The constitutional changes proposed by Mexican President Andrés Manuel López Obrador (AMLO) would see priority upload to the grid to the CFE, while putting green energy sourced from solar and wind power to the back of the line.

According to a report from the U.S. National Renewable Energy Laboratory (NREL), post-reform carbon emissions are estimated to increase between 26 and 65 percent, while the cost of electricity generation would hike up from 32 to 54 percent and the chance of power outages throughout the nation would grow from 8 to 35 percent.

“These reforms could potentially distort the principle of economic dispatch by increasing production costs and threatening the country’s short-term climate change commitments,” said Bloomberg News, pointing to Mexico’s already-faltering status in maintaining its part of the Paris Agreement.

AMLO’s staunch support of the state-focused initiative stands in stark contrast to his predecessor, former President Enrique Peña Nieto, who looked to attract investment in wind, solar and other clean energies throughout his administration.
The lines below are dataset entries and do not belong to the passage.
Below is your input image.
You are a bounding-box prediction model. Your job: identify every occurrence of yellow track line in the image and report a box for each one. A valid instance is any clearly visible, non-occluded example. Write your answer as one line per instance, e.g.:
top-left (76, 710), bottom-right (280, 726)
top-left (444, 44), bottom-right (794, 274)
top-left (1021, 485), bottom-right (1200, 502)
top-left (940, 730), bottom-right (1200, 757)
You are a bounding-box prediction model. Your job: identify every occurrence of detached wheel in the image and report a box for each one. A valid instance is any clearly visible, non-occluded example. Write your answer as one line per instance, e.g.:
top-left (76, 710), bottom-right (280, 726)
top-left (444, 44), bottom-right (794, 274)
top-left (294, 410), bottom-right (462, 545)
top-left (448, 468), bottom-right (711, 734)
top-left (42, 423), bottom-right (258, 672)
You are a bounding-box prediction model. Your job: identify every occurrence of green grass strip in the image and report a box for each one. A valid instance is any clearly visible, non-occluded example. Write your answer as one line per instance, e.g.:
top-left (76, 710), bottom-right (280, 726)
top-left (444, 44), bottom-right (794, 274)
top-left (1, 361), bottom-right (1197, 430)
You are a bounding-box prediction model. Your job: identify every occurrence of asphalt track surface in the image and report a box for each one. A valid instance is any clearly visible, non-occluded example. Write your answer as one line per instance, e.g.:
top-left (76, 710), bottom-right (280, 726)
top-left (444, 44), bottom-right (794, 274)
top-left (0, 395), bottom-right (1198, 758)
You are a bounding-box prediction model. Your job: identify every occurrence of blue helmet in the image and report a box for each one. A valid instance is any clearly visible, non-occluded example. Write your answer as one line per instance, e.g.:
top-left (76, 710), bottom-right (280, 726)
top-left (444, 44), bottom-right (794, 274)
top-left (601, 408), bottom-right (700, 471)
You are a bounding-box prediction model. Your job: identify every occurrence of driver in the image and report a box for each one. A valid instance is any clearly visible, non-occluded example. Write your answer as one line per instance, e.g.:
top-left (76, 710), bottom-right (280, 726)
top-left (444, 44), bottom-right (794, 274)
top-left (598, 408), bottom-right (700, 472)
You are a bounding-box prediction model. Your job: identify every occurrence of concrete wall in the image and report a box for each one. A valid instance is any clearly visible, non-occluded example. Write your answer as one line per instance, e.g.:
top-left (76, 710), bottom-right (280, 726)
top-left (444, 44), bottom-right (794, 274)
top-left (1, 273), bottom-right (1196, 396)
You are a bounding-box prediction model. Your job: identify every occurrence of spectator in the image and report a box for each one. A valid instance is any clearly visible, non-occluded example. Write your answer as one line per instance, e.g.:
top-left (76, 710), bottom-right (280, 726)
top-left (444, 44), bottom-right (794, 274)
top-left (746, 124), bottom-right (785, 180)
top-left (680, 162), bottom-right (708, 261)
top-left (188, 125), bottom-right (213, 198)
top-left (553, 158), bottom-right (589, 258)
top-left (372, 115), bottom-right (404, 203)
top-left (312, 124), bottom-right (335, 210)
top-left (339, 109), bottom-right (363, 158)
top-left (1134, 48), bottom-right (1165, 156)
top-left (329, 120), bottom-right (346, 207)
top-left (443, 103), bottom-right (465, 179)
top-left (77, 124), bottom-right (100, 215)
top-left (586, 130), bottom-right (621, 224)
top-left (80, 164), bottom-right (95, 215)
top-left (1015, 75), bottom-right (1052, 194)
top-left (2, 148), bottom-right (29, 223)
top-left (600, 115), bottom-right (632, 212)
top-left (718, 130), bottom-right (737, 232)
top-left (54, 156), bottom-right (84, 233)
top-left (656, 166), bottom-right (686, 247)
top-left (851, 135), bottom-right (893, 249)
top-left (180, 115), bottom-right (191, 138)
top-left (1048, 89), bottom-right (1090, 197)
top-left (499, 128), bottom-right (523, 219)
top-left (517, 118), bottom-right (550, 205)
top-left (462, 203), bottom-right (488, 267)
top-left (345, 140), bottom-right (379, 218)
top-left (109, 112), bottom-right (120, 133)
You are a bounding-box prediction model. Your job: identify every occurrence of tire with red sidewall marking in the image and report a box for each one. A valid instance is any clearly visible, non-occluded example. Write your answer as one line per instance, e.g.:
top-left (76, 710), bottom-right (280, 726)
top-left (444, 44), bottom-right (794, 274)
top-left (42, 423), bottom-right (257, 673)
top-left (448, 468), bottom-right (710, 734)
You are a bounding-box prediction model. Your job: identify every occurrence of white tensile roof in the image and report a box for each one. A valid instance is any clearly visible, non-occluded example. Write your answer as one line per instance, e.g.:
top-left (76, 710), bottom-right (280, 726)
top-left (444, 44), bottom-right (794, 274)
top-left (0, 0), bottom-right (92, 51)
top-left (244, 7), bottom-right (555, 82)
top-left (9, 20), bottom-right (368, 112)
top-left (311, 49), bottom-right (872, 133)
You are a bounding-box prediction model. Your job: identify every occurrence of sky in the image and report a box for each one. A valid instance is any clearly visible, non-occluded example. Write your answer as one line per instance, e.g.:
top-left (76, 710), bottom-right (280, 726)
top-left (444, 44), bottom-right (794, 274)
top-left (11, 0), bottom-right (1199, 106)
For his part, López Obrador responded to the Department of Energy’s report during his daily morning press conference on Thursday, Oct. 28, maintaining that the U.S. government “does not have information about what is being done in Mexico” and claiming that the carbon emission increase estimates are “false.”

Instead, AMLO said his reform would bring stability to the market, “because if its disorder continues, that chaos, if we can have problems with blackouts and, above all, with increases in the price of electricity” — the very issues the U.S. Department of Energy said will be brought forth through his proposal’s passage.

López Obrador likewise mentioned he had sent a letter to U.S. President Joe Biden outlining his administration’s environmental stances, which the executive said explains Mexico’s “commitments to clean energy production.”